两人正说着,就见纪茗心从房中走了出来,见他们都守在门外,有些诧异地问:“你们都守在这里做什么,没事做了吗?”
需要善后的事情当然很多,可是这个时候,他们哪有心情去做事。
石飞率先问道:“世子怎么样?”
他虽然一直守在世子的身边,但也不敢确定世子有没有受重伤,若不是知道世子妃的医术很好,他早就叫大夫了。
纪茗心道:“都是些皮外伤,我已经给他上药包扎了,不会有事的。不过他太累了,先让他休息会儿吧。”
宣戎着急道:“可是还有很多事情需要世子做主。”
他本就不是这里的最高将领,很多事情不便拿主意,原本居延的官员可以做决定,但现在世子在这里,又跟他们一起舍命守城,他们自然不好越过穆连城做决定。

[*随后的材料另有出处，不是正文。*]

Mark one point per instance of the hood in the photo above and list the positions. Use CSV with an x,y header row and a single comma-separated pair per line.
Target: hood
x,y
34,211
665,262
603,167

纪茗心扫了一眼他身后的人,虽然不清楚这些人心中的弯弯绕,但她有些东西在哪里都是一样的,她沉声道:“世子若是没来,你们便不做事情了吗?他如今需要养伤,没有精力操心这许多事情,你们按以前的惯例处理战后事宜便是。”
宣戎以及他身后的人顿时松了一口气,世子不打算插手居延之事便好,这善后的事情错综复杂,若来一个生手指手画脚,给他们添麻烦还不算什么,耽误了大事就糟糕了。
唯有汪林有些为难道:“那末将……”
他是带人来救援的,现在仗已经打完了,按道理也该撤了。
纪茗心和颜悦色道:“今日多亏汪将军领兵救援,才免了居延城破之灾。 将军不必着急,先让手下的人去疗伤修整吧。”
有了纪茗心这话,汪林心中也安定下来。
世子既然能将王爷的私印给世子妃,那她的话应该是作数的,自己这次救援的功劳不小,有世子妃帮着说句话,说不得会有更好的前途。
纪茗心虽然一眼便看出他的想法,但并不反感,无论如何,他确实是赌上自己的命来救援的。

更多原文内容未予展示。